Adds h5py dump #221

pluflou · 2025-01-24T05:24:34Z

No description provided.

lcls_tools/common/data/saver.py

eloise-nebula · 2025-03-27T18:18:09Z

Hi @pluflou, do you have any updates on this PR?

roussel-ryan · 2025-03-27T18:19:44Z

@pluflou this would be a good opportunity to merge in the version we have been using

pluflou · 2025-03-27T18:24:26Z

@roussel-ryan do we want this in both packages? I can copy the updated class form ml-tto and mark this as ready for review

roussel-ryan · 2025-03-27T18:32:23Z

yes, lets update the h5 dumping based on ml-tto but I would do a PR to the main branch, not the serialization branch, then we can remove it from ml-tto

pluflou · 2025-03-27T21:12:15Z

@eloiseyang @roussel-ryan The class is now up to date with the ml-tto version. Previously I had a save_data flag in ScreenBeamProfileMeasurement that saves the results to an h5 file if it's set to true. I removed it until we discuss. Is this something that we want to add in the measurement classes here (screen profile and/or emittance)?

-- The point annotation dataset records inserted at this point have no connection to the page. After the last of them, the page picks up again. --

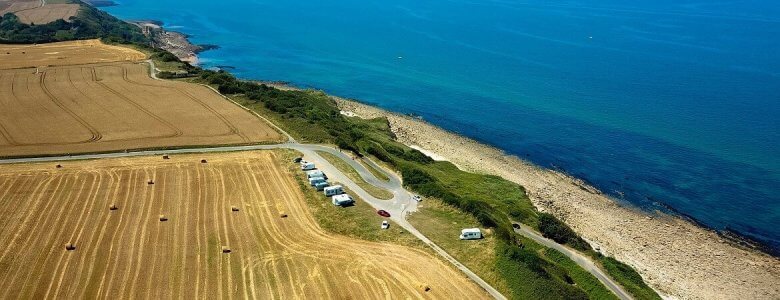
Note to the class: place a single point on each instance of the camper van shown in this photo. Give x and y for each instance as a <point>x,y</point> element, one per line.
<point>342,200</point>
<point>321,186</point>
<point>316,173</point>
<point>307,166</point>
<point>470,234</point>
<point>334,190</point>
<point>315,180</point>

pluflou · 2025-03-31T20:49:02Z

@eloiseyang I added pandas to the requirements since I wrote the H5Saver to handle pandas dataframes as well. Is this addition ok? Alternatively, I could check for dataframes in the input only if pandas is installed, and this would save dataframes as strings in the H5 files if they are passed and pandas wasn't installed. We typically use and save dataframes during the ML/Xopt runs that we use lcls-tools for. It could also be useful for a wider range of use-cases that people might encounter while handling data.

eloise-nebula · 2025-04-01T20:47:56Z

Hi @pluflou, including pandas is a good idea, especially if the ML team already uses it. I've used it before in other projects. Let me run over another review of this code to give comments/approval.

eloise-nebula

Hi all, thanks for the PR. I read this code as a generalized approach to dumping and recovering Python objects, like pandas dataframes, ndarrays, and dictionaries. I think that's a good idea, and will be useful for everyone when it's implemented.

The trouble I have with this code is that its approach to different types is inconsistent. A HDF5 group is assumed to be a dictionary by default. Sometimes a group is a Pandas dataframe if it has the appropriate attributes associated with it. Dictionaries and Pandas dataframes are easily dumped and recovered.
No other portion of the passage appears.